CI/CD pipeline testing is about testing at earlier stages of the release pipeline and testing everywhere, that is, across environments, operating systems, and devices.

GameDays are like fire drills, used to prepare and practice a team’s actions if an event happens, from engagement to incident resolution. GameDays regularly let teams build the necessary muscle memory to respond to these events.

Canary testing is a strategy often used in release pipelines to reduce the risk of introducing issues in production and is typically referred to as a canary release pipeline. It is used to get an idea of how an application will perform in production by (gradually) routing a small percentage of users to a different version (canary). Canary testing is also often used for phased or incremental rollout.

Finally, Continuous testing is a test of ultimate confidence in the system to withstand turbulent conditions since it aims at testing in the environment itself (in production).

What does this have to do with Chaos Engineering?
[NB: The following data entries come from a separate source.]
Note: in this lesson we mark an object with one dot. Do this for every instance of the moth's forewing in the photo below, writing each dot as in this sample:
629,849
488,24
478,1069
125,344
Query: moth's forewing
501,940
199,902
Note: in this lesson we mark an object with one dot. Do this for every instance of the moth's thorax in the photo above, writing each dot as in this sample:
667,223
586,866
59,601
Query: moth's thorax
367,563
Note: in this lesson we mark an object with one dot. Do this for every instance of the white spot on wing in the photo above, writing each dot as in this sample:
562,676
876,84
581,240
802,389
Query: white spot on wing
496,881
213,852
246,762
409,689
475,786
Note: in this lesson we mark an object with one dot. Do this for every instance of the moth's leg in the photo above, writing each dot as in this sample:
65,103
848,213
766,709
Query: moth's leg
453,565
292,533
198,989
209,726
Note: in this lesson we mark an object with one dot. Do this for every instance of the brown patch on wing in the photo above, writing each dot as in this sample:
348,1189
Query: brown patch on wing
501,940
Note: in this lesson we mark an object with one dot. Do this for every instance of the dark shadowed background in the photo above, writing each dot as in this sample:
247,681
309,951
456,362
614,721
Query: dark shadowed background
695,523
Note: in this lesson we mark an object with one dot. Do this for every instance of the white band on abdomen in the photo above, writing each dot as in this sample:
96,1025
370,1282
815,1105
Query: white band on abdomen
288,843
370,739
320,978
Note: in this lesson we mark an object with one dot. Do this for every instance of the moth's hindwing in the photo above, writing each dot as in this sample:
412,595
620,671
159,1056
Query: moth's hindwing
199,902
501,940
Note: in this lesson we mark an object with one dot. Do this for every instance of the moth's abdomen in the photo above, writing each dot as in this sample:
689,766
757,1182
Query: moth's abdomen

Ideally, we want our chaos engineering journey to progress across these five different modes because that’s when we get all the benefits.

Today, most chaos engineering practices are stuck in the Ad-hoc or GameDay mode. We slowly start to talk about chaos “testing” earlier in the development process — what’s called “shifting left” — but even that is just the beginning.
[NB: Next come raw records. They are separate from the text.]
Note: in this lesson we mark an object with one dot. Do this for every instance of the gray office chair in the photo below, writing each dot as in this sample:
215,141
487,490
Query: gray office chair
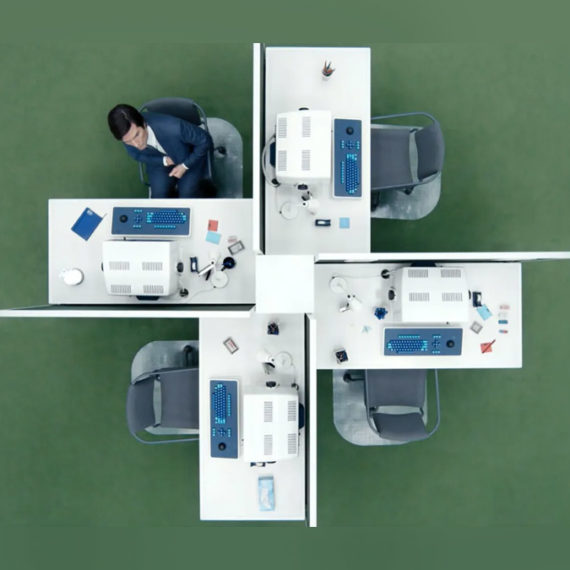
395,401
182,108
404,158
165,401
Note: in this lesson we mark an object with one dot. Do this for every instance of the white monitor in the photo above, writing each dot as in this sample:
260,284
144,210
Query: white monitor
434,295
140,268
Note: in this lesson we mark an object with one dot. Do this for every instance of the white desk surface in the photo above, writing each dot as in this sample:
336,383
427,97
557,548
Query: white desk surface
228,487
68,250
500,283
293,79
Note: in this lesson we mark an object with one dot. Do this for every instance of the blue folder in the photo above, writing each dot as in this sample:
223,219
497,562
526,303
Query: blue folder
86,224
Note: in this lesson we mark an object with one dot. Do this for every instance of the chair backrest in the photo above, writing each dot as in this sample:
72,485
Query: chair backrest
430,145
178,403
140,405
398,388
180,107
395,388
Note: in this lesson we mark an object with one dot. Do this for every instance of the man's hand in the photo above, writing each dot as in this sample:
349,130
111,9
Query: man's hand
178,171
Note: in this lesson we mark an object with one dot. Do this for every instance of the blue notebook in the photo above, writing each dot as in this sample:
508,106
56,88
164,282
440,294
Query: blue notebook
86,224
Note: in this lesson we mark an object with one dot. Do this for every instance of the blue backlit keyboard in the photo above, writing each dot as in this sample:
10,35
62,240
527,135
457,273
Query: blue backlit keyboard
347,158
422,342
151,221
223,418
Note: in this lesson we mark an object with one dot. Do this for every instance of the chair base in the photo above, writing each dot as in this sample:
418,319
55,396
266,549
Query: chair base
398,205
349,413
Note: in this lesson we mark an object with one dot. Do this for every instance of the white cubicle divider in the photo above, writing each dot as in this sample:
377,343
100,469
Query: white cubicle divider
311,415
56,311
332,79
257,148
442,256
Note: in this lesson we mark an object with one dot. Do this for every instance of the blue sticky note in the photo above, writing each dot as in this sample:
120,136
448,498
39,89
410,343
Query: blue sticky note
483,310
213,237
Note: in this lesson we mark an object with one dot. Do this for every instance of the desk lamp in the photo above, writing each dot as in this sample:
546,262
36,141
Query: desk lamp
340,286
280,361
289,210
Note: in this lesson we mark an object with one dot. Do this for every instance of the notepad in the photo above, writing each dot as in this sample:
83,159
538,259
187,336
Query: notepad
86,224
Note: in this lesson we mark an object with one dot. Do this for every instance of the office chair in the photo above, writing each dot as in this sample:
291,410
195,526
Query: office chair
403,158
187,110
395,402
165,402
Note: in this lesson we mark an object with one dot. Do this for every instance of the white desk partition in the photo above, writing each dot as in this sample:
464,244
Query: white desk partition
361,334
293,79
257,145
229,487
68,250
311,372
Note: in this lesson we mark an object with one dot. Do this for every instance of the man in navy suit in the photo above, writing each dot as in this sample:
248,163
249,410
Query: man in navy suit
175,151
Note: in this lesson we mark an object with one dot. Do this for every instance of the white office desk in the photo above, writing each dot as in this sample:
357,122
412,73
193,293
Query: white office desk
293,79
228,487
500,283
68,250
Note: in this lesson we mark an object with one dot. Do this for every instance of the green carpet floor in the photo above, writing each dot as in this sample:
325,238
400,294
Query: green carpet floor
501,454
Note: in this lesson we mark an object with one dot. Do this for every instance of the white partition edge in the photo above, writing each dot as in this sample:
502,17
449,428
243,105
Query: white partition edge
256,136
444,256
122,313
311,365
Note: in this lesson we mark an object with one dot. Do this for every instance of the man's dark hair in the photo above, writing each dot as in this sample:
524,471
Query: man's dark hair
120,119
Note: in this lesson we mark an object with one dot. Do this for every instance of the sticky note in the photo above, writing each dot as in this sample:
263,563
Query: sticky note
213,237
483,310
There is still a long road ahead to unleash the full potential of chaos engineering.

The Chasm

In the book Crossing the Chasm, Geoffrey A. Moore introduces the Technology Adoption Life Cycle — which begins with innovators and moves to early adopters, early majority, late majority, and laggards.

He explains that the fun of technology often drives innovators and early adopters and that they will happily make sacrifices just to be first. However, the early majority typically waits until they know the technology improves productivity.
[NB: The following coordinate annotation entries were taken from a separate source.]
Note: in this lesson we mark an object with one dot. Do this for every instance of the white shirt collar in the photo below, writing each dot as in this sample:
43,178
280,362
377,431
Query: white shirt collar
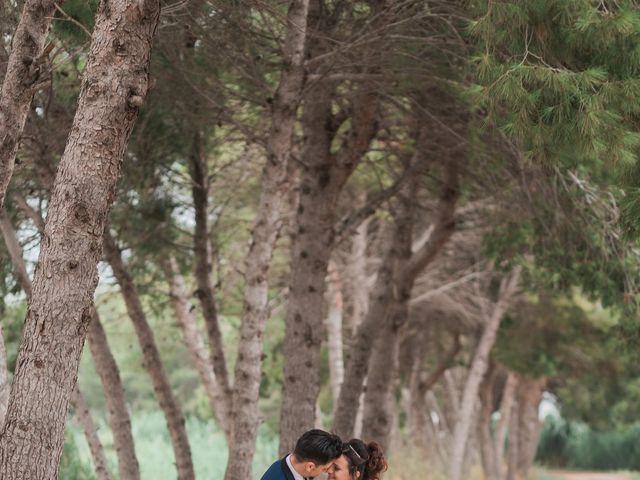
296,475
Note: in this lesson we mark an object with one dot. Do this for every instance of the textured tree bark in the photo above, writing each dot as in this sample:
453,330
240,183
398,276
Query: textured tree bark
477,372
151,359
113,88
219,395
118,413
357,272
105,365
25,69
322,178
245,417
404,269
195,344
334,331
5,386
506,407
512,453
529,396
383,364
420,386
91,433
379,405
487,451
362,342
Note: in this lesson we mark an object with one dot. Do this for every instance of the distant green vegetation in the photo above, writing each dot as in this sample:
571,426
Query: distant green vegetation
154,450
576,446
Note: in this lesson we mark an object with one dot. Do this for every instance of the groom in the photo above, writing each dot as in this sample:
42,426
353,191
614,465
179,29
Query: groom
313,455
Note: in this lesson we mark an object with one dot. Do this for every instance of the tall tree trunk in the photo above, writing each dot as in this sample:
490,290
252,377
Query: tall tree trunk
383,364
477,372
529,426
220,396
105,365
358,280
323,176
487,451
5,386
25,70
195,344
91,433
379,401
407,267
65,280
362,342
15,252
421,385
513,453
118,413
151,359
506,407
245,417
334,331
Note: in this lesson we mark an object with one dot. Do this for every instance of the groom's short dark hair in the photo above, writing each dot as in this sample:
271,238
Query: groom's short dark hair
318,446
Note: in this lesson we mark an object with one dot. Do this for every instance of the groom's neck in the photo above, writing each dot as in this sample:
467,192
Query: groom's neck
297,465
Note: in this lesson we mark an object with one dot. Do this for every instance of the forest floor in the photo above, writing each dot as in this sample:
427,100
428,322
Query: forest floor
570,475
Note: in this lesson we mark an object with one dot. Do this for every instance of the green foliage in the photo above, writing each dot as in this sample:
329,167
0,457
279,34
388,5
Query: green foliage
155,454
560,76
575,445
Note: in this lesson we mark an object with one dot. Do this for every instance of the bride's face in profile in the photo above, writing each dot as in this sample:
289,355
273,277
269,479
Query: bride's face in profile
341,470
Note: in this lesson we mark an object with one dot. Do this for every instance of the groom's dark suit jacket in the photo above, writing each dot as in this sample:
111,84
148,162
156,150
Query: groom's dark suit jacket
278,471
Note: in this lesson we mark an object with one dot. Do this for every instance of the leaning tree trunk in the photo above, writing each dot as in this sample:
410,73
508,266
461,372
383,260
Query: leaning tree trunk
15,252
5,386
334,331
25,70
151,359
362,341
220,396
105,365
529,426
322,178
114,86
407,267
420,386
506,407
91,433
383,369
487,452
118,413
477,372
245,416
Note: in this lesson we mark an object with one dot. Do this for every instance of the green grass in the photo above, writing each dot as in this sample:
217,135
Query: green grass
153,448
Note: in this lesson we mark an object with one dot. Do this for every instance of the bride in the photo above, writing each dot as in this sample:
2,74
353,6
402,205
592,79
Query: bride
359,461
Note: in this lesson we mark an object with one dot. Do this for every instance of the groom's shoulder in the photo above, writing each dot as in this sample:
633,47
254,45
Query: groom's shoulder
275,472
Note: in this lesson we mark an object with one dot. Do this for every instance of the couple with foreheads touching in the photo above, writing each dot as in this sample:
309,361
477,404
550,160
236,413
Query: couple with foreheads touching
322,455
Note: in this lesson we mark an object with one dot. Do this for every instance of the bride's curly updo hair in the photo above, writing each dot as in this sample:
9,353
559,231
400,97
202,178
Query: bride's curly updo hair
366,460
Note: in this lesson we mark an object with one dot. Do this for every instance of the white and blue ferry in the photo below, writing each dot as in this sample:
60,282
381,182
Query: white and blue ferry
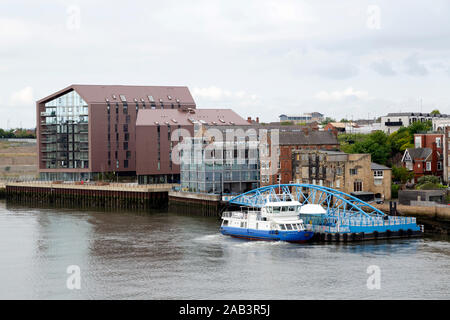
275,221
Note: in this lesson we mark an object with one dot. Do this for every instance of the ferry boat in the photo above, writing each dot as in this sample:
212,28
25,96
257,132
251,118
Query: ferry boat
274,221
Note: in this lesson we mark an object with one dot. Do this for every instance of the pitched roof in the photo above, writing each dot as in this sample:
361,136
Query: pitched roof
311,138
419,153
99,93
376,166
151,117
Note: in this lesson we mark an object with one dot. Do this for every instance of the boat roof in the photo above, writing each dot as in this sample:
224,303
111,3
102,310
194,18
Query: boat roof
283,221
282,203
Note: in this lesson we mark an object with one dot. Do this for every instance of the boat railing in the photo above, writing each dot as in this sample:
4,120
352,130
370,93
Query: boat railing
234,214
373,221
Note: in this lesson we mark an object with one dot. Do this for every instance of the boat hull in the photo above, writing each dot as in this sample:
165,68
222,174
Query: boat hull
267,235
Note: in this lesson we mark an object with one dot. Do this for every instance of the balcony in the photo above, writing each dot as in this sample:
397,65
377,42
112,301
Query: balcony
48,114
393,123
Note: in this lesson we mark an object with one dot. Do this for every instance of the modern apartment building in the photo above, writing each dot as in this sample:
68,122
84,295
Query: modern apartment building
394,121
220,164
84,130
158,132
304,118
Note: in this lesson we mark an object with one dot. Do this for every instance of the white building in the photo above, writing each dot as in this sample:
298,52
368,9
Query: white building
394,121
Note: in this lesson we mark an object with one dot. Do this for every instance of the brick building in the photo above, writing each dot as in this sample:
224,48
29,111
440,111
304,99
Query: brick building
156,138
427,156
84,130
289,141
349,173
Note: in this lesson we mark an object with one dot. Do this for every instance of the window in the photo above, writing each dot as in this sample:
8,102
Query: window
417,142
378,173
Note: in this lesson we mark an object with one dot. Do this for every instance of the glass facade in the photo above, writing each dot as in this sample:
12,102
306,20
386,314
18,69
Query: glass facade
64,133
215,168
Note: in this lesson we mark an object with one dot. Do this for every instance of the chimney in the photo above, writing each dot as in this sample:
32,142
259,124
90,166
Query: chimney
434,157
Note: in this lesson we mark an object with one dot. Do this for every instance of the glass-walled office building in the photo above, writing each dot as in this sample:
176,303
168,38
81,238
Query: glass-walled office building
220,167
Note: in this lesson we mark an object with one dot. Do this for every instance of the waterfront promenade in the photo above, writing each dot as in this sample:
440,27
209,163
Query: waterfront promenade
92,194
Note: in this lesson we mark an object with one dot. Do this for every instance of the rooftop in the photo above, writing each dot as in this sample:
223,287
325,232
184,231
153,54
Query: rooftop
219,117
416,114
310,138
376,166
115,93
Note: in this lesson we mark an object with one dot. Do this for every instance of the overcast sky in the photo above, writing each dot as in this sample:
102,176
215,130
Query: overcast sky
353,59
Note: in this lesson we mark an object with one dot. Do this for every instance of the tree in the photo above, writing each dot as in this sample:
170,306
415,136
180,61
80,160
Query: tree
435,112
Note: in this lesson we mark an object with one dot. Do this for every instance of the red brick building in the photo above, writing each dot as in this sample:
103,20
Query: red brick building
427,156
84,130
296,140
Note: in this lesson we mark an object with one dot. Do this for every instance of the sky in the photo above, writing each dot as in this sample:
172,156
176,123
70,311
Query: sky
262,58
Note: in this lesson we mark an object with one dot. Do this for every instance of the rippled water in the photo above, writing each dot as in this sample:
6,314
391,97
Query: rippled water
171,256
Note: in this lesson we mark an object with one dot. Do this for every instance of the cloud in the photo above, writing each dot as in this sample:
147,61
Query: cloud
383,68
213,93
347,94
23,97
414,67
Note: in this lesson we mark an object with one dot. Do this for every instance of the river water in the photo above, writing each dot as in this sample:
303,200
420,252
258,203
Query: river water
160,255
It is essential to realize that there is a chasm between the early adopters and the early majority. It means that once innovators and early adopters have adopted our product, we have to adapt to the target market; we might have to change the whole product concept and the product’s positioning, build a different marketing strategy, choose a different distribution channel, and also change the pricing.

Doing these changes is what the author calls “Crossing the Chasm.”

Interestingly, the “Crossing the Chasm” theory is not just for the common adoption of technology within the general population; it also applies to the diffusion of technology within a company.

And it explains why some teams adopt new concepts and ideas before all others and why different teams within a company can be so different.

And it is also one of the reasons why many companies are stuck in the “Chaos Engineering Chasm.”

Chaos Engineering Chasm

The chaos engineering Chasm happens when some teams within an organization are interested, and some might even successfully start their chaos engineering journey. Still, they find it hard to get the discipline stick as a standard practice within their organization.

That’s because that team might be part of the innovators or early adopters.

In other words, that team has what we call “chaos champions.” For the love of technology, these champions are more than willing to put up with the sharp edges.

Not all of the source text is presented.